Three months before Kavanaugh was targeted, the U.S. Courts system’s Threat Management Branch began helping judges remove or redact their personally identifiable information from internet sites.
More than 600 judges participated in the program by November, and nearly 400 more have done so since then, a spokesman said.
The information targeted for removal includes home addresses, Social Security numbers, bank account numbers, and the addresses of children’s schools and daycare centers, according to the spokesman.
The National Law Journal first reported that 1,000 judges so far had opted into the program, which began with congressional authorization in anticipation of a recently enacted law addressing redaction of judges’ personal information.
About 3,330 judges are eligible for the program, and around 2,300 of them are actively working.
The Supreme Court conducts its own program removing personally identifiable information for that court’s nine justices.

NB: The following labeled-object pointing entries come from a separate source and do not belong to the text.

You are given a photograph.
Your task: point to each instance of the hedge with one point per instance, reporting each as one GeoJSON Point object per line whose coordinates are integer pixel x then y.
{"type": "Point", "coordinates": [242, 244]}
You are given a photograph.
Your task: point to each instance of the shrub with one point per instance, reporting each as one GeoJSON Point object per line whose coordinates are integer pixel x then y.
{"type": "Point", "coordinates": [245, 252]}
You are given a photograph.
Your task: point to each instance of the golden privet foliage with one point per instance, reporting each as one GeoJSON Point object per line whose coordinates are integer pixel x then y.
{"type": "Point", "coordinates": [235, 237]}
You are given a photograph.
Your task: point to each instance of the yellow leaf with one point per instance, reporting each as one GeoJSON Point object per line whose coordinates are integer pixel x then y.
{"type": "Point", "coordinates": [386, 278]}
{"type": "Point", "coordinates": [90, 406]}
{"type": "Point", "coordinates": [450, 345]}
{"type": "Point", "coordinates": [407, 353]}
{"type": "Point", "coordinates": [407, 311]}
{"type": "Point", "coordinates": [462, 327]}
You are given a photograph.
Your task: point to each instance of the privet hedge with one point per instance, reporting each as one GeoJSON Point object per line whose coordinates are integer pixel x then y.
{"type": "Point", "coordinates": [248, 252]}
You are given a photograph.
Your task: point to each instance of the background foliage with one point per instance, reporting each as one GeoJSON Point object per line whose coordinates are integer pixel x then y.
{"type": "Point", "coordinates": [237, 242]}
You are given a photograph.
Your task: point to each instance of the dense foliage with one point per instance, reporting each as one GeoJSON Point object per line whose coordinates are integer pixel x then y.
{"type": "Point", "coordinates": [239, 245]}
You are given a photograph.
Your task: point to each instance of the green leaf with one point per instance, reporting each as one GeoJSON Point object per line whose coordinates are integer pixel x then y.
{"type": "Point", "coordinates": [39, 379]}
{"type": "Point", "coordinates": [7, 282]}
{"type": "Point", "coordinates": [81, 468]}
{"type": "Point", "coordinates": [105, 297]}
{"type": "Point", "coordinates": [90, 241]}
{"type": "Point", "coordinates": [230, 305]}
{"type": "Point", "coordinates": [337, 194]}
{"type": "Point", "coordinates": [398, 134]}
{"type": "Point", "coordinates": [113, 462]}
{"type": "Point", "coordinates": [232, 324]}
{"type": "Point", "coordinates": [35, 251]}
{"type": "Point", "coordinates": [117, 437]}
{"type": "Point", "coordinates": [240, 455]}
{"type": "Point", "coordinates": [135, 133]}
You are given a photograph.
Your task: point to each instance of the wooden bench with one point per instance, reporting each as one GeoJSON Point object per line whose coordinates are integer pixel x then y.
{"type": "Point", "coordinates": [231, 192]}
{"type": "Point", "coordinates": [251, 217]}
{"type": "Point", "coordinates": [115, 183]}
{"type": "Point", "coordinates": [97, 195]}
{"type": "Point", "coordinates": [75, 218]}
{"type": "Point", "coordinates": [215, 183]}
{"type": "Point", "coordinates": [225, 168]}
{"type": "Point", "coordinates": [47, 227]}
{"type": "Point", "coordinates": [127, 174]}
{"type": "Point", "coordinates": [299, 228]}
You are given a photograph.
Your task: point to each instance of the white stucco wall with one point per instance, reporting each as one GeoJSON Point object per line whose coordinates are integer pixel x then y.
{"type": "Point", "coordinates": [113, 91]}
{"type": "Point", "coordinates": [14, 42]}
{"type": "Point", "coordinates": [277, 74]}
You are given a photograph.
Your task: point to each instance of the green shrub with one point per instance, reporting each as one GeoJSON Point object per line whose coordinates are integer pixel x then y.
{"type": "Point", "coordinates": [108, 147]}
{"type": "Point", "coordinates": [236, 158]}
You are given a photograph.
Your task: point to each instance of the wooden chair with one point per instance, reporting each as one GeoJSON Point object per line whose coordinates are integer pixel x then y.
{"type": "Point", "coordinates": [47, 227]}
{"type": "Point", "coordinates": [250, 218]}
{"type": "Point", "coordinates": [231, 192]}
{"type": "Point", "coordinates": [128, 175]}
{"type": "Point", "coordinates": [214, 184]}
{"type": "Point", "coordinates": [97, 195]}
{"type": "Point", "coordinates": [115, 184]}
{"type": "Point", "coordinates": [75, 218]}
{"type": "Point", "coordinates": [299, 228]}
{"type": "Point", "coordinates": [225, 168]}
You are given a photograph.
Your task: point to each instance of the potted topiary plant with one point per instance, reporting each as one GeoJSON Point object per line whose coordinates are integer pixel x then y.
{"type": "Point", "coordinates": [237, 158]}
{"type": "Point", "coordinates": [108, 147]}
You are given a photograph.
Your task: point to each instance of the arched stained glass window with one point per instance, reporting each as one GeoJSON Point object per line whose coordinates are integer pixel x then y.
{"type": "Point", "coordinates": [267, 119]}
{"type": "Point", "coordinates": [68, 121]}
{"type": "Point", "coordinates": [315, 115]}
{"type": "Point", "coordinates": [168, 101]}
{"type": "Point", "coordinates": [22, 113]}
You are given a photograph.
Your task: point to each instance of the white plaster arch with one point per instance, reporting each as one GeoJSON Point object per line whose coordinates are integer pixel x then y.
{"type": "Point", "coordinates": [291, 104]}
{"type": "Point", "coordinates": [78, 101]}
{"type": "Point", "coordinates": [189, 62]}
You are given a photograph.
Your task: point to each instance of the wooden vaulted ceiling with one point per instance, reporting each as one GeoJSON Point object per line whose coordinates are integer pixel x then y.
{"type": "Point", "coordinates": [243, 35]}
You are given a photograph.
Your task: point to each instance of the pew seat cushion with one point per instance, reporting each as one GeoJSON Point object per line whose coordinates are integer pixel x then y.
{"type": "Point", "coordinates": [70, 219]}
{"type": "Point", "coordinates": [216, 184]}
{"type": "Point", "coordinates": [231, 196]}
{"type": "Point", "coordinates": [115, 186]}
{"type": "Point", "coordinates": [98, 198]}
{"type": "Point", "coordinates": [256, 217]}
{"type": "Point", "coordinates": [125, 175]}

In December, President Joe Biden signed into law the Daniel Anderl Judicial Security and Privacy Act, which limits how much personally identifiable information about federal judges can be seen in federal databases. It also restricts the reselling of such information by data aggregators.

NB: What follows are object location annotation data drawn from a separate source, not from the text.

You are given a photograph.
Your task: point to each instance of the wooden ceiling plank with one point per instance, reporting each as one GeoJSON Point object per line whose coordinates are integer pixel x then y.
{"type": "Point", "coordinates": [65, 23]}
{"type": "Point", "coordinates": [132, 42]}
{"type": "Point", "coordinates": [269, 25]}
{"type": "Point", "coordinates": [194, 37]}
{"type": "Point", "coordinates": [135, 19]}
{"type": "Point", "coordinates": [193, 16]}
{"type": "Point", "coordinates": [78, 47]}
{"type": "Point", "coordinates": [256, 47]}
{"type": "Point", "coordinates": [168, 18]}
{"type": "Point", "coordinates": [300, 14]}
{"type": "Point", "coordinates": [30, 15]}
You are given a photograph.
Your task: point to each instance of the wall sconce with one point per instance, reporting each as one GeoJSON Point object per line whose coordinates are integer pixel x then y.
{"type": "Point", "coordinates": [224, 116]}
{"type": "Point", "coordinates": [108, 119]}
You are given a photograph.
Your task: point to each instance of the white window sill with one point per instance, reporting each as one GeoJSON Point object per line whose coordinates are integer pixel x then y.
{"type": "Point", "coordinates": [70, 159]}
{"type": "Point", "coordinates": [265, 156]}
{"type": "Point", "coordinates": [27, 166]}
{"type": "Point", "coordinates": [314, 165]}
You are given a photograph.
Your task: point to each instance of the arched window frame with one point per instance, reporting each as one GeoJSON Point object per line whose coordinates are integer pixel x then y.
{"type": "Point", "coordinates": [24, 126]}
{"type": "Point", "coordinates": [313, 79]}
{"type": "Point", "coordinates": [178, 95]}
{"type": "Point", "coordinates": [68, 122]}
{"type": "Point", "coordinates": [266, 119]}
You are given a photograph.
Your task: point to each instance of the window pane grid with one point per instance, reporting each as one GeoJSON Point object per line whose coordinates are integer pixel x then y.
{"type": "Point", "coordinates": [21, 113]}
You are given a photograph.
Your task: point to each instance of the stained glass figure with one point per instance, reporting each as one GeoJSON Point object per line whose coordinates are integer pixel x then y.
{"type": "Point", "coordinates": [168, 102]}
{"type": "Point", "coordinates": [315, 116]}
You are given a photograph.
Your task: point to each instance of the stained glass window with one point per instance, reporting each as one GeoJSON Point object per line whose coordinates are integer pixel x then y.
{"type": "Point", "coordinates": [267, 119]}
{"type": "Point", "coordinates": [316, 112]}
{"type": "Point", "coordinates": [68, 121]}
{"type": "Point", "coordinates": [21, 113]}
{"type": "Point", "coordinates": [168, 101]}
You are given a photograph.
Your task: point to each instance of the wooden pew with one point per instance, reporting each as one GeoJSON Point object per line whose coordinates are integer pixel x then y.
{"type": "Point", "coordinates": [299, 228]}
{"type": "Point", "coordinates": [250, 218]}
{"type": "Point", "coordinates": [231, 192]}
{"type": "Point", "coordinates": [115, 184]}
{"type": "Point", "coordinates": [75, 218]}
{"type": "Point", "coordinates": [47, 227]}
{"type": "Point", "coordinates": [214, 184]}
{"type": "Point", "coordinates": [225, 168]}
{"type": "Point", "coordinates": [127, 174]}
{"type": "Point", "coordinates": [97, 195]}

The law is named after the late son of U.S. District Judge Esther Salas.
In July 2020, a lawyer who described himself as “anti-feminist” posed as a deliveryman when he went to the New Jersey home of Salas, and fatally shot Daniel, who was celebrating his 20th birthday.
The gunman, Roy Den Hollander, shot Salas’s husband several times, seriously injuring him. The judge, who was in the basement of the home at the time, was not injured.
Hollander, who had compiled personal information about Salas from the internet after appearing before her in a case, died by suicide later that day.